Memory deficits, gait ataxia and neuronal loss in the hippocampus and cerebellum in mice that are heterozygous for Pur-alpha

Mary F Barbe  1 Jessica J Krueger  2 Regina Loomis  2 Jessica Otte  3 Jennifer Gordon  3
Affiliations

Memory deficits, gait ataxia and neuronal loss in the hippocampus and cerebellum in mice that are heterozygous for Pur-alpha

Mary F Barbe et al. Neuroscience. .

Abstract

Pur-alpha is a highly conserved sequence-specific DNA and RNA binding protein with established roles in DNA replication, RNA translation, cell cycle regulation, and maintenance of neuronal differentiation. Prior studies have shown that mice lacking Pur-alpha (-/-) display decreased neurogenesis and impaired neuronal differentiation. We sought to examine for the first time, the behavioral phenotype and brain histopathology of mice that are heterozygous (+/-) for Pur-alpha. Standardized behavioral phenotyping revealed a decreased escape response to touch, limb and abdominal hypotonia, and gait abnormalities in heterozygous Pur-alpha (+/-) mice, compared to wild-type (+/+) littermates. Footprint pattern analyses showed wider-based steps, increased missteps and more outwardly rotated hindpaws in heterozygous Pur-alpha (+/-) mice, suggestive of cerebellar pathology.
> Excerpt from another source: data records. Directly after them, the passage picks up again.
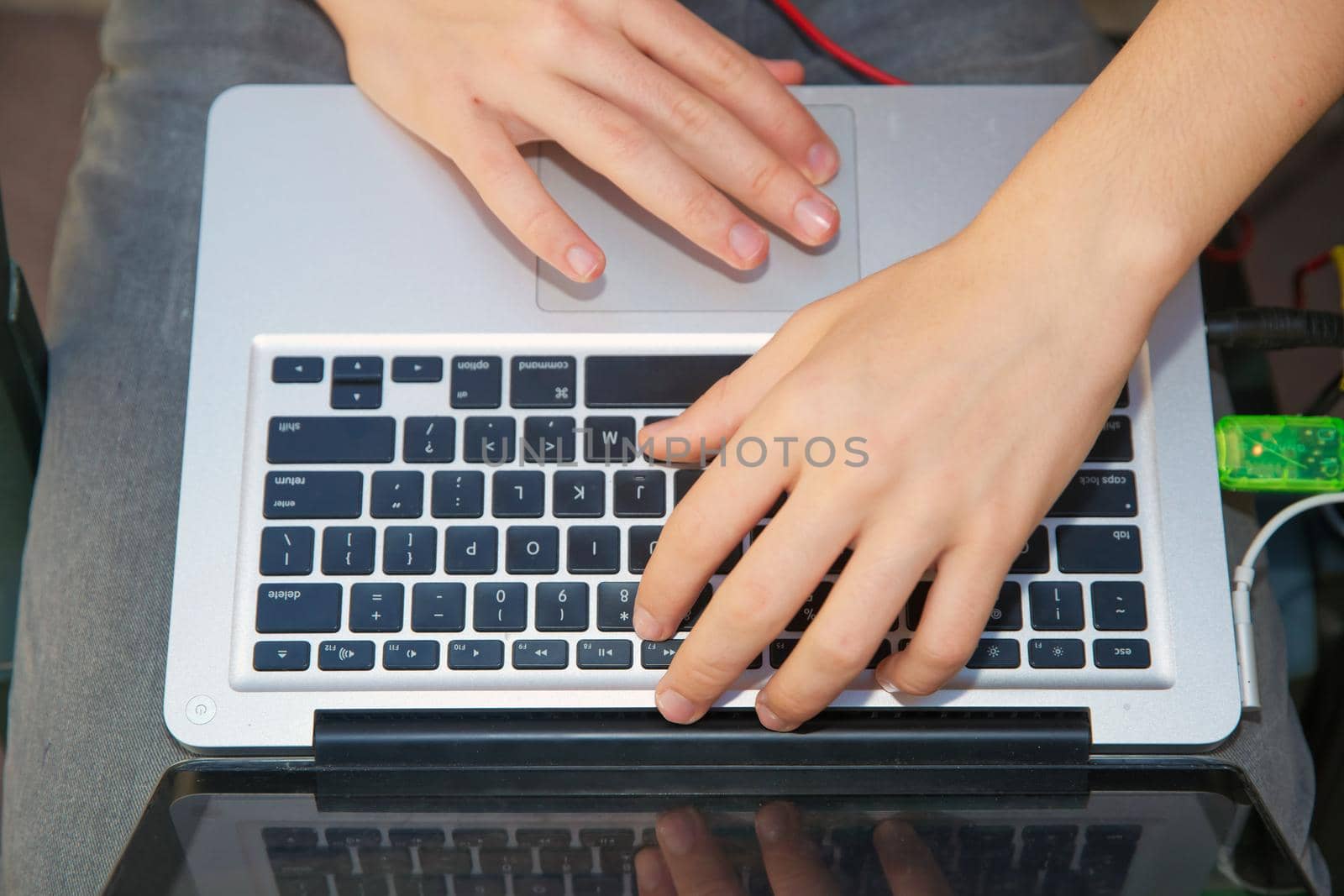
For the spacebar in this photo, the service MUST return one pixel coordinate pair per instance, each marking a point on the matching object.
(654, 380)
(331, 439)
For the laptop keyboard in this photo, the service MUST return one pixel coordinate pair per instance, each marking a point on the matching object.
(477, 516)
(969, 859)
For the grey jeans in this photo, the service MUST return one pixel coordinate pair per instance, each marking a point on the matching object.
(87, 739)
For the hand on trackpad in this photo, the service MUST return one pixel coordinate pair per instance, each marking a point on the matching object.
(651, 268)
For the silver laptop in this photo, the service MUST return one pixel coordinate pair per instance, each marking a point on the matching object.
(385, 506)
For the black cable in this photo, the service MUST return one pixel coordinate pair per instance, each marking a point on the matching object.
(1274, 328)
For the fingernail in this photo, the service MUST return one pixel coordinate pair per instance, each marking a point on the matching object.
(816, 217)
(582, 261)
(748, 244)
(676, 832)
(647, 626)
(676, 708)
(769, 719)
(823, 163)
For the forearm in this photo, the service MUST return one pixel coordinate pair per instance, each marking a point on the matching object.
(1173, 134)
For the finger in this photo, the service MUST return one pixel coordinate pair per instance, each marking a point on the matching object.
(714, 141)
(886, 564)
(721, 411)
(718, 67)
(786, 71)
(756, 602)
(512, 191)
(792, 860)
(652, 873)
(612, 143)
(706, 526)
(964, 590)
(907, 862)
(694, 860)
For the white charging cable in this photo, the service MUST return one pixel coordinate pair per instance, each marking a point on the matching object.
(1242, 579)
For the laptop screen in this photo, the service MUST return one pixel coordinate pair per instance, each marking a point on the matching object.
(293, 831)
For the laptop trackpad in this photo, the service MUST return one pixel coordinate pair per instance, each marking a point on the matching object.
(651, 268)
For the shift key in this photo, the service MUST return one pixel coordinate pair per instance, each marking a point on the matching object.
(331, 439)
(302, 495)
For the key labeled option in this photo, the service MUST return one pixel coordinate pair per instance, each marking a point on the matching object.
(302, 495)
(410, 654)
(542, 382)
(476, 654)
(346, 656)
(541, 654)
(299, 607)
(280, 656)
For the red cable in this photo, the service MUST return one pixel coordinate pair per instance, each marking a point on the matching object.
(812, 33)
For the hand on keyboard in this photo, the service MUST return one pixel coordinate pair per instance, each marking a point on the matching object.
(976, 385)
(691, 859)
(645, 93)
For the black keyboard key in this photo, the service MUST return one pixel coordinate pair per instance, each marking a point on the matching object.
(654, 380)
(609, 439)
(616, 606)
(533, 550)
(517, 495)
(376, 607)
(1099, 548)
(542, 382)
(346, 656)
(578, 493)
(331, 439)
(1007, 611)
(475, 656)
(417, 369)
(541, 654)
(1119, 606)
(996, 653)
(286, 550)
(1099, 493)
(410, 550)
(1034, 555)
(549, 439)
(410, 654)
(605, 654)
(429, 439)
(640, 493)
(490, 439)
(302, 495)
(296, 369)
(1057, 606)
(1121, 653)
(562, 606)
(593, 548)
(356, 369)
(349, 550)
(438, 606)
(1055, 653)
(643, 540)
(682, 483)
(280, 656)
(658, 654)
(470, 550)
(459, 495)
(356, 396)
(1115, 443)
(499, 606)
(396, 495)
(299, 607)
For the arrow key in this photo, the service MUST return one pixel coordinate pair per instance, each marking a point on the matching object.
(541, 654)
(658, 654)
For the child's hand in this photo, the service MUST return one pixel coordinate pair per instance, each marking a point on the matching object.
(643, 92)
(979, 378)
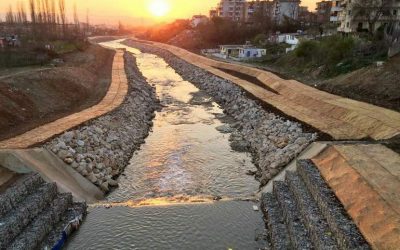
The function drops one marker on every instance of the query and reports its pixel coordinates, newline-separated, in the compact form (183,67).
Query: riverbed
(185,188)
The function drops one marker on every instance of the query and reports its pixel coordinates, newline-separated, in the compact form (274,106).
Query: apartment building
(323,11)
(285,9)
(245,11)
(254,9)
(352,20)
(232,9)
(336,11)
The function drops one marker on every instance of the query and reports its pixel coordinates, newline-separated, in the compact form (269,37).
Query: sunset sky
(137,11)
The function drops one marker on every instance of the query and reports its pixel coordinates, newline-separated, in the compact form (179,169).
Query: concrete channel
(174,160)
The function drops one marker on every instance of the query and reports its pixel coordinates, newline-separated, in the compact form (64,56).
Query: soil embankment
(33,98)
(372,84)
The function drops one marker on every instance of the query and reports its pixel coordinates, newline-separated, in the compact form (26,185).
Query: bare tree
(21,13)
(32,9)
(10,18)
(63,18)
(76,19)
(87,20)
(371,11)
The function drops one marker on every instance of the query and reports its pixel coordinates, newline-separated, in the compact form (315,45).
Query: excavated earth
(80,82)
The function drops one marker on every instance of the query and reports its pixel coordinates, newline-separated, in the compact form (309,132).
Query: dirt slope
(376,85)
(34,98)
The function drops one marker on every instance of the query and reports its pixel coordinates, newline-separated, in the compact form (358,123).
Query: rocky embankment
(101,148)
(272,140)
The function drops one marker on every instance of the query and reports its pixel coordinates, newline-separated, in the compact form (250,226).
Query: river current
(166,196)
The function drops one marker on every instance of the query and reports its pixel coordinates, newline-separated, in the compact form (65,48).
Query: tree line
(47,19)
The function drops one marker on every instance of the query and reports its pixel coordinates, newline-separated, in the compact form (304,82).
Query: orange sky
(110,11)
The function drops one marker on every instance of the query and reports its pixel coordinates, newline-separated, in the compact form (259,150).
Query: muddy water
(185,160)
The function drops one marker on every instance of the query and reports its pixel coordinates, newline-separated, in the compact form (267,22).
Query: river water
(165,198)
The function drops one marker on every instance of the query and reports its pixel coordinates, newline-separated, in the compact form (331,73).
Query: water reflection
(165,197)
(185,154)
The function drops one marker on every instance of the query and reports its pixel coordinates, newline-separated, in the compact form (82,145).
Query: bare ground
(34,97)
(372,84)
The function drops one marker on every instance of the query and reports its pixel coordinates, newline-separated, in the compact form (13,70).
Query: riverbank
(101,148)
(272,140)
(81,81)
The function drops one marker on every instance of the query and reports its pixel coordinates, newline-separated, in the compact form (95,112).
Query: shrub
(307,49)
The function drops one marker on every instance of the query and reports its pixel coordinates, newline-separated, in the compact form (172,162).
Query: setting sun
(159,8)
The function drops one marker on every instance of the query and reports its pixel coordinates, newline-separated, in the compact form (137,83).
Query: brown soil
(376,85)
(33,98)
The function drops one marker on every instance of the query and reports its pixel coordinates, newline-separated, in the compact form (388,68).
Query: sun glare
(159,8)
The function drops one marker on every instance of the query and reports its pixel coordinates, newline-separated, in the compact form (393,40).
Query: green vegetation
(37,54)
(331,56)
(61,47)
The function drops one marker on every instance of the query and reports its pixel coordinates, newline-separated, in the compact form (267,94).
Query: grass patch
(331,56)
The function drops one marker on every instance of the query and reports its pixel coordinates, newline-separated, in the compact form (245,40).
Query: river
(166,197)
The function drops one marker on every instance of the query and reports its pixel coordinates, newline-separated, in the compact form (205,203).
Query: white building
(336,11)
(350,21)
(197,20)
(251,52)
(232,9)
(240,52)
(285,8)
(292,40)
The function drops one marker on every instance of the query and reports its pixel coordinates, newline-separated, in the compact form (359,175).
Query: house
(231,9)
(257,9)
(213,13)
(285,9)
(336,10)
(197,20)
(251,52)
(351,19)
(292,40)
(240,52)
(323,11)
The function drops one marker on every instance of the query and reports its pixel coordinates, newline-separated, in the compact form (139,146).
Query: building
(231,9)
(285,9)
(352,21)
(323,11)
(240,52)
(197,20)
(306,17)
(213,13)
(336,11)
(256,10)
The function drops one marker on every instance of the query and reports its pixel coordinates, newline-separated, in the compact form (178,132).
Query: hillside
(372,84)
(31,97)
The Barnes maze and novel object location testing revealed significant memory deficits in heterozygous Pur-alpha mice, suggestive of hippocampal pathology. Quantitative immunohistochemical assays of the vermal region of the cerebellum and CA1-3 regions of the hippocampus revealed reduced numbers of neurons in general, as well as reduced numbers of Pur-alpha+-immunopositive neurons and dendrites in heterozygous Pur-alpha mice, compared to wild-type littermates. Past studies have implicated mutations in Pur-alpha in several diseases of brain development and neurodegeneration. When combined with these new findings, the Pur-alpha heterozygous knockout mice may provide an animal model to study mechanisms of and treatments for Pur-alpha-related cognitive deficiencies and neuropathology.

Keywords: PURA; animals; brain pathology; knockout; mice; puralpha.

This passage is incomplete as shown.